Press Releases

Since SXSW Interactive announced its intention to hold a full day of programming on online harassment, several of the proposed speakers have held discussions regarding SXSW’s decision and the best way to move forward.

We believe that the summit is an opportunity to raise awareness of the problem of online harassment and discuss concrete solutions. We have begun detailed discussions with SXSW about the specifics of programming and individual panels, and hope to continue a collaborative dialogue to ensure a dynamic, inclusive and productive summit. 

As we move forward, we believe the most vital components to making the SXSW Summit on Online Harassment successful are:

1. Discuss the original cancellation of a panel on online harassment by SXSW, that led to the creation of this summit, and how other industry events and organizations can learn from those missteps. Inclusion of diverse panels and addressing resulting harassment directly needs to become the standard, not a Band-Aid once the damage has already been done. Additionally, we feel that SXSW needs to set the tone by ensuring that summit panels are centrally located to ensure integration with the rest of the SXSW Interactive programming, and that all security concerns raised by panelists are effectively addressed.

2. Address specific policies large tech companies and social media (Facebook, Twitter, Tumblr, Medium, Reddit, etc.) organizations can implement to address everyday harassment and encourage them to work together to strengthen and unify their stances on no longer tolerating harassing behavior. In addition, we need to discuss cross-platform harassment, as it is all too common for women's voices to be lost due to the censorship caused from repetitive online harassment.

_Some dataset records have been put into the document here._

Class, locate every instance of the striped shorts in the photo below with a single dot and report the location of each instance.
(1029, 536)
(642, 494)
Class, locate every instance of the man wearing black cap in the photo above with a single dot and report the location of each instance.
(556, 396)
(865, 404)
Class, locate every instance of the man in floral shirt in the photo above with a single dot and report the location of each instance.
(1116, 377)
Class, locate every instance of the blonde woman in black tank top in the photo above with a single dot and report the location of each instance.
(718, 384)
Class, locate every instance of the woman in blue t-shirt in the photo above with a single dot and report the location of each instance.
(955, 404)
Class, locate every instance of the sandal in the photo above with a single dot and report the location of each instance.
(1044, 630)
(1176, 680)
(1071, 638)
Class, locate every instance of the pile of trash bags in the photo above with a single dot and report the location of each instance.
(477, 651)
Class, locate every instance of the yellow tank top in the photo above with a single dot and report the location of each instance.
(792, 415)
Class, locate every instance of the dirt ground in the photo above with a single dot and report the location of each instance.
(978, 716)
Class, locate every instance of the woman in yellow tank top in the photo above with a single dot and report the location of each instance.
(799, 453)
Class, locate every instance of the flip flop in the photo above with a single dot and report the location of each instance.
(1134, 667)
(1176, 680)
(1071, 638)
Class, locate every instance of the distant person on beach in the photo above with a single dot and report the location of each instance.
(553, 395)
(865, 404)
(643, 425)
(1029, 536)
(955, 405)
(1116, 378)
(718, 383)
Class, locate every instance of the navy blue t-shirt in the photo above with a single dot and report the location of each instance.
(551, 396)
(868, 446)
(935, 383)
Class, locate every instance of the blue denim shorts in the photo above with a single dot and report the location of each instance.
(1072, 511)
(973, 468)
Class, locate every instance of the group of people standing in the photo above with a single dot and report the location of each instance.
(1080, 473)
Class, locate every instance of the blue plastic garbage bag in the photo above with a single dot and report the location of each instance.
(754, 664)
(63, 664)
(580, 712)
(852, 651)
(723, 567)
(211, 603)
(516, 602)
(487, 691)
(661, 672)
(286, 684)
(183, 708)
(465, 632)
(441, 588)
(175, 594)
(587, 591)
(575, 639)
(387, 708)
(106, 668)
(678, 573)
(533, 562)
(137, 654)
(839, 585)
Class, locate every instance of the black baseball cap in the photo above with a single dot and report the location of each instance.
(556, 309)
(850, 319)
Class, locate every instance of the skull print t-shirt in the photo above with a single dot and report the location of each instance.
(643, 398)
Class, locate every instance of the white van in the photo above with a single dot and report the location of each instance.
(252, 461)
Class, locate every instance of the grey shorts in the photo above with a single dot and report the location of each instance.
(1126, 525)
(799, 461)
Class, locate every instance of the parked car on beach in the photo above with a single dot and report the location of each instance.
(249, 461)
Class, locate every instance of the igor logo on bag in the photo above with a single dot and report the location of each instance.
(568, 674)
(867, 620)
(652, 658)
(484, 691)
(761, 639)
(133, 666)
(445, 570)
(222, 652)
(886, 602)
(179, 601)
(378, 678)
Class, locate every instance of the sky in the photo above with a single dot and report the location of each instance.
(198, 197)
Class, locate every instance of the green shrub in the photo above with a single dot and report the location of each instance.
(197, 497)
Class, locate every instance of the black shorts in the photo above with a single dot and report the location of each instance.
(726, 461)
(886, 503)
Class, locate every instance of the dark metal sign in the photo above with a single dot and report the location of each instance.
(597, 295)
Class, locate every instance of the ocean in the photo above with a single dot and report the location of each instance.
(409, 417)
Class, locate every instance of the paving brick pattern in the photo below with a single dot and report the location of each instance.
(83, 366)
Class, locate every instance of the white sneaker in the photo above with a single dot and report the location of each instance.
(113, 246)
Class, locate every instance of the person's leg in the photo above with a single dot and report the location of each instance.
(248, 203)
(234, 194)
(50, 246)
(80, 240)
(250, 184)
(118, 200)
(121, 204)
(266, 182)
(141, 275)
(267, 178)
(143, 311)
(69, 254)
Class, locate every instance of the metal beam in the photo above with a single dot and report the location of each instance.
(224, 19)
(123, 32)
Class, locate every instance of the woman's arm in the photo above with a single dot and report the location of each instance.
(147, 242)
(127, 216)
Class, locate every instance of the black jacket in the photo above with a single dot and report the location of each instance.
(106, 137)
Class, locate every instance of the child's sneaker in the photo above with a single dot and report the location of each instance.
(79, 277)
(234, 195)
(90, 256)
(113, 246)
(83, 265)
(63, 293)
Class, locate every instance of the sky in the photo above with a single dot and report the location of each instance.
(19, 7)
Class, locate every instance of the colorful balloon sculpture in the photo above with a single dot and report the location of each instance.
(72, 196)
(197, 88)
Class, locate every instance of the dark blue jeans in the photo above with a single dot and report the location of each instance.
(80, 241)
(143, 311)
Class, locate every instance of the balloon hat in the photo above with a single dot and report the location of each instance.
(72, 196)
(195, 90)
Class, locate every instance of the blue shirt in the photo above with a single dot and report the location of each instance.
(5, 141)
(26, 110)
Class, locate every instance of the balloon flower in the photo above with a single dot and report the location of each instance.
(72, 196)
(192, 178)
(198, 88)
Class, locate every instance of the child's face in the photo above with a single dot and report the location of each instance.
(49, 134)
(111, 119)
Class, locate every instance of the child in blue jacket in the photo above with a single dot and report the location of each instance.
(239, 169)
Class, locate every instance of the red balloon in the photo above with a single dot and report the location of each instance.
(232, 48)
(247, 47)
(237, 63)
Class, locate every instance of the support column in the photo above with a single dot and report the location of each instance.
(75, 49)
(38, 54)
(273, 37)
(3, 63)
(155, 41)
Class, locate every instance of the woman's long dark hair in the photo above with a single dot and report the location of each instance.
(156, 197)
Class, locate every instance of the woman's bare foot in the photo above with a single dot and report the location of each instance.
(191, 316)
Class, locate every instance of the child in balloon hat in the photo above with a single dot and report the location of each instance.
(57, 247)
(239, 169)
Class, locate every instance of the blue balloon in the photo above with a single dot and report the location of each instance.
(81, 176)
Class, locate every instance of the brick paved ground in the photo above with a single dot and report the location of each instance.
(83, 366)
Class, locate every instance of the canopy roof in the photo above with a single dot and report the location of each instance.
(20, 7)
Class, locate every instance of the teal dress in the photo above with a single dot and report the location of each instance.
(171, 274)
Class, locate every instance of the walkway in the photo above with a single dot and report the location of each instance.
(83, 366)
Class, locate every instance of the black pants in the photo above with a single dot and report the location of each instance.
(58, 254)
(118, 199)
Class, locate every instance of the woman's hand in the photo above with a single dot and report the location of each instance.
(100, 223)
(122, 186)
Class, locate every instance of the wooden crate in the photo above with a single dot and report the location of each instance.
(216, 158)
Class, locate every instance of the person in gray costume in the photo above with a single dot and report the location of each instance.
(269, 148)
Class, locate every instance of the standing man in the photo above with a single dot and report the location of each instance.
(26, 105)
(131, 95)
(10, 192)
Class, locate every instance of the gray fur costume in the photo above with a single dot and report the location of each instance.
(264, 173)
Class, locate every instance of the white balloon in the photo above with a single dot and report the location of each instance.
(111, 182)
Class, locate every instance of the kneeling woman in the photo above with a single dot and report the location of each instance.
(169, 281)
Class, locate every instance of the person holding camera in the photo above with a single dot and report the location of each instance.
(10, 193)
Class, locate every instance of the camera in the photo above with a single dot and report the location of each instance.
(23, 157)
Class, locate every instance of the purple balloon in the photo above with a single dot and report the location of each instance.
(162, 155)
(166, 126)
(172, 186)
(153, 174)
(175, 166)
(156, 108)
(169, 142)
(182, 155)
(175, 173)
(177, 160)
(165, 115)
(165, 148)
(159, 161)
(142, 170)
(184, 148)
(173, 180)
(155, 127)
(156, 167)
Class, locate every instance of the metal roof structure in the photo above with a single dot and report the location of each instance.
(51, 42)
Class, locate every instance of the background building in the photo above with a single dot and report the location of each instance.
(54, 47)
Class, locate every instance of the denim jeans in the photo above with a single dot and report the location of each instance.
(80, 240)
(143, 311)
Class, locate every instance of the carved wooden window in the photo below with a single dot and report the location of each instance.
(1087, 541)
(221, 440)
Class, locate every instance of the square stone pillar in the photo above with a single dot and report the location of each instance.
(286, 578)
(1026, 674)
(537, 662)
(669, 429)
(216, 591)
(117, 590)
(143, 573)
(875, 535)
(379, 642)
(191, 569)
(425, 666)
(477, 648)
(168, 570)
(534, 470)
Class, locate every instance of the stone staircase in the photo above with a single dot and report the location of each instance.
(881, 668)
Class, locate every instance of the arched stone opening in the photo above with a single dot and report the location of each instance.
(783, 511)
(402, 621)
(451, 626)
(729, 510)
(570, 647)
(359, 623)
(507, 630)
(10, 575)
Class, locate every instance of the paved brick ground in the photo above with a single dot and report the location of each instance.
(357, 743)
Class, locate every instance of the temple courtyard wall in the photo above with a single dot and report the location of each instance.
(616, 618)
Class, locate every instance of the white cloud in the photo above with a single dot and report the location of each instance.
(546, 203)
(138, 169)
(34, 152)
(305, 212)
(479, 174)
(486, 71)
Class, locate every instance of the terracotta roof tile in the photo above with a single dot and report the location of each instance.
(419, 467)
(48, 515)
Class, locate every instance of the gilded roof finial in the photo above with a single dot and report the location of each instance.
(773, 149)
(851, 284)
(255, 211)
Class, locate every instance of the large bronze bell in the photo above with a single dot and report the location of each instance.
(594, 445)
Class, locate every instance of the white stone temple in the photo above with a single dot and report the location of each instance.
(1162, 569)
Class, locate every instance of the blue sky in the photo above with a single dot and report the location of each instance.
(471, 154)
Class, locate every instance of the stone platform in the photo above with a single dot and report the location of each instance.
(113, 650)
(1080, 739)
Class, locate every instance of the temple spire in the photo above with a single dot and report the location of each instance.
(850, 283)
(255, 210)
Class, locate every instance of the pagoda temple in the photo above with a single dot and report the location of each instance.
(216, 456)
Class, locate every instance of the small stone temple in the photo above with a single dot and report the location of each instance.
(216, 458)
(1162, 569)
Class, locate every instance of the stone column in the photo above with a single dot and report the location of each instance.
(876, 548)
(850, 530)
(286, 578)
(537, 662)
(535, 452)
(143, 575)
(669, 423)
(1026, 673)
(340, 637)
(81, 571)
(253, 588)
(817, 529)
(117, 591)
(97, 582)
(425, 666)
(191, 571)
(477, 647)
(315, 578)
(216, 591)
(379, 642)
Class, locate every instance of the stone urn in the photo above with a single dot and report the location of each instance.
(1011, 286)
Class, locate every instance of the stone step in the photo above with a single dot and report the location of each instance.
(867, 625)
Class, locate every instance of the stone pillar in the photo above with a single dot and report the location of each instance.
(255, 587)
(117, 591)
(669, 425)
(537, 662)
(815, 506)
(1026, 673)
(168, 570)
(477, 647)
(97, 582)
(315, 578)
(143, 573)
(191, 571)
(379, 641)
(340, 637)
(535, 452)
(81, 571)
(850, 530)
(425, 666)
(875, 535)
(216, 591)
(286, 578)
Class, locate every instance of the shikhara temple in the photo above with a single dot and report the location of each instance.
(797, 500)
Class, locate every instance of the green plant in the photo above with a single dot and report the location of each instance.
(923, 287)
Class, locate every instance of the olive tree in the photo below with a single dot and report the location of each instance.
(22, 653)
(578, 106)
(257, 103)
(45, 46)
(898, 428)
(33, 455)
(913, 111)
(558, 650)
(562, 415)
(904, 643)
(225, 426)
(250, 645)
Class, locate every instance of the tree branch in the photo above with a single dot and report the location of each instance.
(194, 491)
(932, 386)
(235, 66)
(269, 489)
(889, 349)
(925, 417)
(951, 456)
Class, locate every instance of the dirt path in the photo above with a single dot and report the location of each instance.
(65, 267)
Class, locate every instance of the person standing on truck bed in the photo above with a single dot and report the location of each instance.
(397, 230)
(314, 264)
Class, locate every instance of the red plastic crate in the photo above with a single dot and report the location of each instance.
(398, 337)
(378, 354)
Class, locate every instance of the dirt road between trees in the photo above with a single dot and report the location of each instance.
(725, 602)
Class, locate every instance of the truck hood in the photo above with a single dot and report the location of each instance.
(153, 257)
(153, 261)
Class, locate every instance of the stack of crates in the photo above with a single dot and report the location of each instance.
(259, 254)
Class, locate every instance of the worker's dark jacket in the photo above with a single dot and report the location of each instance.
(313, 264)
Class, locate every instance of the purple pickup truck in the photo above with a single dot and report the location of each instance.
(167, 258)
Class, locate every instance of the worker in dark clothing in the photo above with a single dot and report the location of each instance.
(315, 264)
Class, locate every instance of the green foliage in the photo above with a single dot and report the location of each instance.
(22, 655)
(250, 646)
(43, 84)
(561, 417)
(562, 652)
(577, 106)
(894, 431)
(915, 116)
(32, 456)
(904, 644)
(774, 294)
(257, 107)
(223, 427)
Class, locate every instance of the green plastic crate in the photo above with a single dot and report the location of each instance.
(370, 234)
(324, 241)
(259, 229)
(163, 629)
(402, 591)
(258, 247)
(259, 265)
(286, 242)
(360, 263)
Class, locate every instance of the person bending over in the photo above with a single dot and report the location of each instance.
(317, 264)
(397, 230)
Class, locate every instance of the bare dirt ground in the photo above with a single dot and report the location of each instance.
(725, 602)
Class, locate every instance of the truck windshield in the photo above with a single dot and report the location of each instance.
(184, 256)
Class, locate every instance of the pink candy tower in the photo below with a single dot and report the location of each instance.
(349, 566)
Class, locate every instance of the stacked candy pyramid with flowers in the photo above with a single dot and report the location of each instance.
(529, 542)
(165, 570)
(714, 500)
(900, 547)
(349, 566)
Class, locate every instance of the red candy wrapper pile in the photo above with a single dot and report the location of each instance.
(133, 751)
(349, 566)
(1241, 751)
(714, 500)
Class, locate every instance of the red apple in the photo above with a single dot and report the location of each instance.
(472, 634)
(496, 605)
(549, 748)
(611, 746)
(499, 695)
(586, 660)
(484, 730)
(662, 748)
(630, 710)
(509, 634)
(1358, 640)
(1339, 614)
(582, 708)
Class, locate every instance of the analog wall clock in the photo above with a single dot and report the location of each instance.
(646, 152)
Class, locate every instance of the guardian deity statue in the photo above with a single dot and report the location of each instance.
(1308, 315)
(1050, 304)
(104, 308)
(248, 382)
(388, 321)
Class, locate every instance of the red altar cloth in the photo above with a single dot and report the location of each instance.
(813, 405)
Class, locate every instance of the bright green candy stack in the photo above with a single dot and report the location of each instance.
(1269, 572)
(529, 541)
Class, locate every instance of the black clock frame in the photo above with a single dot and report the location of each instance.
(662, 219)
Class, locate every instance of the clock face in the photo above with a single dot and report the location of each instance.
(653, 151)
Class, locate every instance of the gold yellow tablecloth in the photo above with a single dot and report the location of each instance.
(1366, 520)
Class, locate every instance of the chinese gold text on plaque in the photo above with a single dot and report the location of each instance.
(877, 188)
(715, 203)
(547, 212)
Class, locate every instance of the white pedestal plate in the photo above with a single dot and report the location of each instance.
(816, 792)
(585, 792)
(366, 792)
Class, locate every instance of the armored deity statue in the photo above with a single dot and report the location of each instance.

3. Ensure that the voices of people of color are being heard, especially women of color. It is an unfortunate fact that people of color experience online harassment differently, and yet they are continually excluded from the conversation. Further, women of color are routinely erased from the historical and current efforts to further the feminist movement, including efforts around online harassment and freedom of expression, that we have both the responsibility and opportunity to address.

4. Discuss how official responses from law enforcement and policy makers need to change. Existing laws that already prohibit the worst of this behavior must be utilized more widely, and law enforcement agencies must be trained to understand the real world consequences of online harassment, how traditional laws apply in a virtual environment, and how to investigate and prosecute criminal behavior that occurs online. In addition, we must explore the additional steps that policy makers can take to strengthen existing laws or propose new measures to combat online threats and harassment.

By taking these steps, SXSW can demonstrate their commitment to diversity in the industry and a deeper understanding of why freedom of expression and public engagement require that the community take the violence that marginalized groups experience - online and off - seriously.